As diversas faces da verdade
Na lógica do real intuído, deparamo-nos com múltiplas dimensões da verdade: a verdade empírica, mensurável configurada ao objeto, submetida ao crivo da ciência e da observação; a verdade transcendente, arraigada na revelação ou na fé, que transcende os limites da razão instrumental; a verdade estético-afetiva, opinião, expressa no juízo singular do gosto; esse território onde ‘bom’ e ‘mau’ são moldados pela subjetividade; e, por fim, a verdade pragmática, contingente e utilitária, que se justifica a si mesma pela sua eficácia circunstancial, ainda que efémera.
Mas será que alguma delas nos guia de forma plena? Ou andamos perdidos, trocando uma certeza por outra, sem nunca encontrarmos um alicerce sólido?
A Necessidade da Verdade que oriente
Seja sob uma perspetiva relativista ou absolutista, o ser humano anseia por uma verdade que vá além do superficial, que não seja apenas útil, mas que ofereça orientação e dê sentido à vida. No Novo Testamento, a verdade não é uma mera abstração, mas fidelidade: a promessa cumprida em Cristo. Jesus não apresenta a verdade como teoria ou um conceito, mas como pessoa: “Eu sou o caminho, a verdade e a vida” (João 14:6), unindo discurso e accão.
A verdade que nos falta não é uma teoria, mas uma presença. Não é algo que se debate, mas que se vive; é um modo de vida, não havendo separação entre o que é dito e o que é vivido. “Pelos seus frutos os conhecereis” (Mateus 7:16), ou seja, a verdade é uma realidade transformadora que se revela na ação, no amor, na coerência.
Enquanto os regimes de verdade do mundo são instáveis e transitórios, a verdade cristã propõe-se como fundamento estável: uma verdade que não se limita a dizer “acredita nisto”, mas que diz “segue-me e verás”.
Que Verdade queremos seguir?
No labirinto das verdades humanas, todos escolhemos a nossa bússola. Podemos seguir as verdades passageiras do mundo: as que mudam conforme a opinião pública, o poder ou a moda, ou podemos buscar uma verdade mais profunda, que não nos controla, mas nos liberta.
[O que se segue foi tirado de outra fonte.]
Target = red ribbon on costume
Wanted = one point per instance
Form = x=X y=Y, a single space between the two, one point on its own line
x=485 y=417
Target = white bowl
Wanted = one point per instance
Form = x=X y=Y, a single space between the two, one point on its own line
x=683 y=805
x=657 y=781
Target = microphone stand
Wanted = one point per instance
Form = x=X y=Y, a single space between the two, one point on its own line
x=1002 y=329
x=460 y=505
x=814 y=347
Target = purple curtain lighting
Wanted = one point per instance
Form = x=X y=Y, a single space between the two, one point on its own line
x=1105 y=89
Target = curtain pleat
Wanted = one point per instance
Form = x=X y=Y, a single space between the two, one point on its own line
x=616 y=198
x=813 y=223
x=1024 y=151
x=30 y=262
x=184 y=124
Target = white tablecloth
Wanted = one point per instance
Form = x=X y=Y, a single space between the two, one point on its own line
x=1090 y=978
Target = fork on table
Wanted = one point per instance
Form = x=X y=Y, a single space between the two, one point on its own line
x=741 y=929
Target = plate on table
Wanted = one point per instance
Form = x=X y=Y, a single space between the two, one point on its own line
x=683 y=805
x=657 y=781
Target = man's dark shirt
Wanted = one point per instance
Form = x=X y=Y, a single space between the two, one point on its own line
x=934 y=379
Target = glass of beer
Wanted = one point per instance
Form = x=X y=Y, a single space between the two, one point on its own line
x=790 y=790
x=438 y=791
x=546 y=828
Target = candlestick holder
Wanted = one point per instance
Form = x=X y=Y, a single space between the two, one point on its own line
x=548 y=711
Por vezes sentimo-nos como barco à deriva, empurrado por correntes contraditórias. Como no mar ao longo da costa assim ao longo da vida há sempre um farol fixo que indica o porto seguro. A consciência disto cria-nos mecanismos de defesa próprios que nos imunizam das contraditórias verdades sociais de modo a não sermos arrastados no seu redemoinho nem a desviar-nos da nossa ipseidade.
Se a verdade que seguimos hoje desaparecesse amanhã, o que restaria para nos guiar? O mais seguro é seguir a verdade que caminha!
A Modos de conclusão
Imaginemos um viajante perdido numa floresta escura. À sua volta, vozes sugerem direções contraditórias: algumas baseadas em mapas antigos, outras em rumores, outras ainda em interesses ocultos. Cansado, ele senta-se e reza. Então, vê uma luz à distância, não um fogo efémero, mas uma lanterna firme, segurada por alguém que conhece o caminho. “Eu sou a verdade”, diz a voz. “Segue-me.”
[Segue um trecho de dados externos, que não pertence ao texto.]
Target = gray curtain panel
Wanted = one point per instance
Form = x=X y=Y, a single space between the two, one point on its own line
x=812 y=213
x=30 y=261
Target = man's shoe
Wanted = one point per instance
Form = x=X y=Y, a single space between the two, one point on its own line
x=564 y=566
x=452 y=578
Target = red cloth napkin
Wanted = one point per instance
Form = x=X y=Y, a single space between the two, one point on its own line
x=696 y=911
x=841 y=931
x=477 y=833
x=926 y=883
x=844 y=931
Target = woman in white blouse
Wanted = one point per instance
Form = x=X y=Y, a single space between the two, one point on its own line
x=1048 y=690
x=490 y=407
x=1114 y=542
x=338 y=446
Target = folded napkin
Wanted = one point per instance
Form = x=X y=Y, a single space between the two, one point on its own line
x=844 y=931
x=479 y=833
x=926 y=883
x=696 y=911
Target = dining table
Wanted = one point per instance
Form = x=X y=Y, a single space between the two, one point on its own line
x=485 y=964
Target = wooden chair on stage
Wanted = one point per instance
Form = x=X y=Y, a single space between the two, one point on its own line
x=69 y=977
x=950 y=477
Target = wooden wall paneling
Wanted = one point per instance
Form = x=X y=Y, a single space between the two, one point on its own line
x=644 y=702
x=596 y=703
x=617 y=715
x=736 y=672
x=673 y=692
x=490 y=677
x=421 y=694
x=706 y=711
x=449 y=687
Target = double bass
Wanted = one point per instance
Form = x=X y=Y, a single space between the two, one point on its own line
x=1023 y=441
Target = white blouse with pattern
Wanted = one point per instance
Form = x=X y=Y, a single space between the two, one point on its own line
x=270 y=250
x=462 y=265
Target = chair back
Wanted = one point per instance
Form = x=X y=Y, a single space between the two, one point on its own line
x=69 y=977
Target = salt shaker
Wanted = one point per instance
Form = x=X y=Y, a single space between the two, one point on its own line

O viajante hesita: “E se eu preferir o meu atalho?” A resposta é simples: “Podes escolher, mas só a minha luz atravessa a escuridão.”
Essa luz interior encontra-se no âmago de cada um de nós e é aquela que nos torna ancorados na transcendência, para lá do que outros pensam, consistentes connosco mesmos a viver em harmonia, autoconfiança e compreensão do mundo. Sim, porque somos astros criados com luz própria e não meros satélites de algo ou de alguém.
António da Cunha Duarte Justo
Pegadas do Tempo
(1)
Um exemplo flagrante desse mecanismo é o modus operandi de instituições como Bruxelas, a NATO ou a ONU (sob influência dos EUA), que aplicam sistematicamente o princípio de vigilância e controlo para formatar as mentalidades e, consequentemente, dominar os corpos (os cidadãos). Vivemos numa ditadura suave, quase imperceptível, onde o Panóptico de Bentham, analisado por Foucault, se tornou o modelo de disciplina por excelência e, mais grave ainda, o estilo de governação dominante.